Individual stop loss, or specific deductible stop loss protects you from large claims from an individual. If an individual’s claims reach a specific dollar amount, the reinsurer will pay that person’s claims for the rest of the plan year.

Aggregate stop loss limits the employers’ liability for the entire group to a specified dollar amount during a specified period, usually either a plan year or month. If your claims reach the “attachment point,” the reinsurer will pay claims over that amount. More employers buy specific stop loss coverage, since it protects them from unforeseen high-dollar medical claims on an individual.

Unlike other types of policies, where the insurer specifies deductible levels, stop loss insurers allow the insured to select a loss limit, or attachment point, based on its budget. Attachment amounts typically range from 15 to 25 percent above expected claims.

How Much Does It Cost?

Stop loss premiums vary widely due to varying deductible size. Aegis found that premiums in 2014 averaged from $102.52 per employee per month (PEPM) for a $100,000 individual deductible to $13.43 PEPM for a $500,000 individual deductible.

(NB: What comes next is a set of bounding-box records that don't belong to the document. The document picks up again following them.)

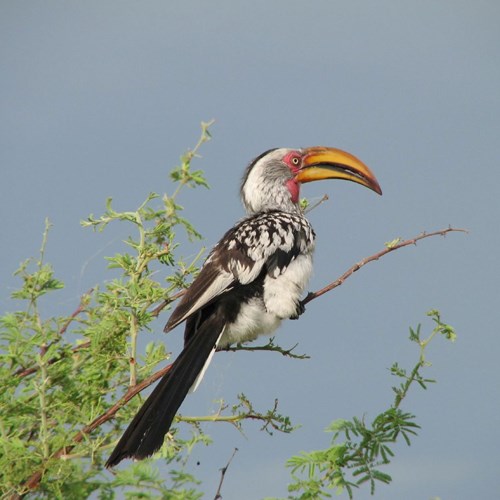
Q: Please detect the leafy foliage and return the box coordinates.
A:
[0,123,455,500]
[287,310,456,500]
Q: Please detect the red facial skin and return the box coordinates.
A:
[283,151,302,203]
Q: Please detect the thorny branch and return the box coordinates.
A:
[16,227,468,499]
[214,448,238,500]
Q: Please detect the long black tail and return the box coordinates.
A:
[106,310,224,467]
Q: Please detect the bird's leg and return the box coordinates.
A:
[290,301,306,319]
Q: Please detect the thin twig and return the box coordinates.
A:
[214,448,238,500]
[14,288,94,378]
[302,227,468,306]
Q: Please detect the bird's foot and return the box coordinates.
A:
[290,302,306,319]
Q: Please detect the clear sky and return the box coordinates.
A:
[0,0,500,500]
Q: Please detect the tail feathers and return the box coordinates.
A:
[106,311,224,467]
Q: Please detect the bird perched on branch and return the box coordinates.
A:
[106,147,382,467]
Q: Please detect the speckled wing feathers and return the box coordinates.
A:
[165,211,314,331]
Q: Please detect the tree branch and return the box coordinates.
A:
[301,227,468,305]
[16,227,468,499]
[214,448,238,500]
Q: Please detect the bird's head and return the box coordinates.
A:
[241,146,382,214]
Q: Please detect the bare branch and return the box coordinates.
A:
[214,448,238,500]
[16,227,468,498]
[302,227,468,306]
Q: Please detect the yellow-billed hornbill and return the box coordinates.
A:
[106,147,382,467]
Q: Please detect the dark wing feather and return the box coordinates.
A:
[165,211,314,332]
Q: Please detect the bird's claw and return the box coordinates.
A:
[290,302,306,319]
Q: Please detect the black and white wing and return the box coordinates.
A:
[165,211,314,332]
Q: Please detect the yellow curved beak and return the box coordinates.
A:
[295,146,382,194]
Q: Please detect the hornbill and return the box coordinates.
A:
[106,147,382,467]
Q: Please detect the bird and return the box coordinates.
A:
[106,146,382,468]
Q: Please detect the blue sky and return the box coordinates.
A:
[0,0,500,500]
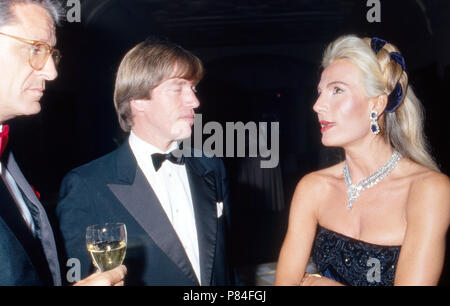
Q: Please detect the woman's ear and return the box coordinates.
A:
[369,95,388,115]
[373,95,388,114]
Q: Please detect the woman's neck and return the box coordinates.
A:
[344,135,394,184]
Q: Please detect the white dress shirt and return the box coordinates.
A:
[128,132,201,284]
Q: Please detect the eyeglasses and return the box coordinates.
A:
[0,32,61,70]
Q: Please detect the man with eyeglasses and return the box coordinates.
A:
[0,0,126,286]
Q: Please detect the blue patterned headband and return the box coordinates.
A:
[370,37,406,113]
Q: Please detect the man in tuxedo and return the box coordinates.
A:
[57,40,231,286]
[0,0,126,286]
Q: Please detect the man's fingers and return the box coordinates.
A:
[104,265,127,284]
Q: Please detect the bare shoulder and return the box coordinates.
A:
[407,166,450,221]
[410,166,450,196]
[293,163,343,206]
[297,163,343,192]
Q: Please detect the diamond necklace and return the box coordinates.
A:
[344,150,402,210]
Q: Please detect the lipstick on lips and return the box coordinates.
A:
[319,120,336,133]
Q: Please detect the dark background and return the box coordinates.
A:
[10,0,450,284]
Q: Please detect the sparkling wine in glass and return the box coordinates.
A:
[86,223,127,272]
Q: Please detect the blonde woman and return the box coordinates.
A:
[275,35,450,286]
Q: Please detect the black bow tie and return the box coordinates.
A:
[152,152,184,171]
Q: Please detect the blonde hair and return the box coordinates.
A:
[114,40,203,132]
[322,35,439,171]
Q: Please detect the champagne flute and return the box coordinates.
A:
[86,223,127,272]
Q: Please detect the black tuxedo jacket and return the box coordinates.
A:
[56,141,231,286]
[0,152,61,286]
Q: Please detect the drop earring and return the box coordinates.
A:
[370,111,380,135]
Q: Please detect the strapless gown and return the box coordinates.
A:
[312,226,401,286]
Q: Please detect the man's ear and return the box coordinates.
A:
[130,99,149,112]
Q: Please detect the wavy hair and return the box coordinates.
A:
[322,35,440,172]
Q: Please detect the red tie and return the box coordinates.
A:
[0,124,9,158]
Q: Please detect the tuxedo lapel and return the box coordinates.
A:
[186,158,218,286]
[108,143,198,283]
[6,153,61,286]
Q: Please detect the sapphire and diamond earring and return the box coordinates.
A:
[370,110,380,135]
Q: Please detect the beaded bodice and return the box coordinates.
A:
[312,226,400,286]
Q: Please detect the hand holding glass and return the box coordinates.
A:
[86,223,127,272]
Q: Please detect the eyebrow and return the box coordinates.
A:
[327,81,349,87]
[317,81,350,92]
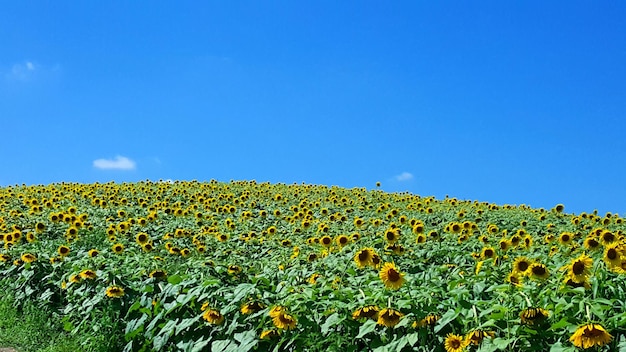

Note that a stop-loss policy is a contract between the carrier and the employer, not a health policy. This means the pre-existing condition and guaranteed renewability requirements that apply to health insurers do not apply to stop-loss insurers. Stop-loss insurers can refuse coverage or drop coverage if a group experiences too many claims. Current Affordable Care Act regulations would allow a group to go back to a fully insured arrangement should this happen.